Harriman has chaired the Southbank Centre’s board of governors since 2021, putting him at the centre of a row that now reaches deep into Britain’s cultural and political debates. The open letter also says the aim of the attacks is to marginalise him and send a warning to others who speak out, while signatories including Riz Ahmed, David Oyelowo, Benjamin Moser, Morgan Spector and Jillian Edelstein have added their names to the defence. The dispute is playing out as a test of where legitimate scrutiny ends and a smear campaign begins.
The criticism began after The Telegraph accused Harriman of sharing a social media post that contained a conspiracy about the Golders Green attack and questioned the amount of coverage given to the Muslim victim, Ishmail Hussein. Critics argued the repost risked minimising the antisemitic nature of the attack. David Taylor said the posts were “incredibly inappropriate” for the chair of a charity board and for anyone in the public eye, while Robert Jenrick called Harriman’s post disgusting and said he should be removed from his position at the Southbank Centre. Karen Pollock also challenged Harriman over a video in which he quoted Susan Sontag after Reform’s historic local election results, saying: “How on earth could yesterday’s election results ever be comparable to the Holocaust?”
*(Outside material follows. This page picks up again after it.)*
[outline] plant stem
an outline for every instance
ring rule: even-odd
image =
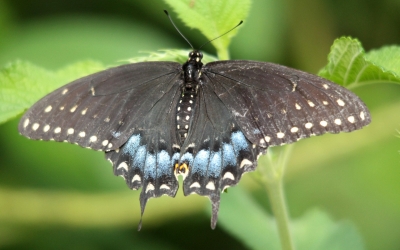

Harriman’s own response has been defiant. He said: “We have reached the point where truth itself is being crushed by the very institutions that are supposed to uphold it.” He added: “I will never whisper about the oppressed. I stand with truth, I stand by my right to use my voice to help others.” That stance has now drawn support beyond the arts world and into a wider fight over how far cultural figures can go when they criticise Israel or the political right without triggering accusations that their words cross into antisemitism.
The stakes are not just reputational. A campaign to lobby the press regulator Ipso over the coverage has attracted backing from 53,000 people, more than double the number who complained about Jeremy Clarkson’s 2022 column. That scale suggests the dispute has become a proxy battle over press standards, political language and who gets to define the boundaries of acceptable criticism in public life.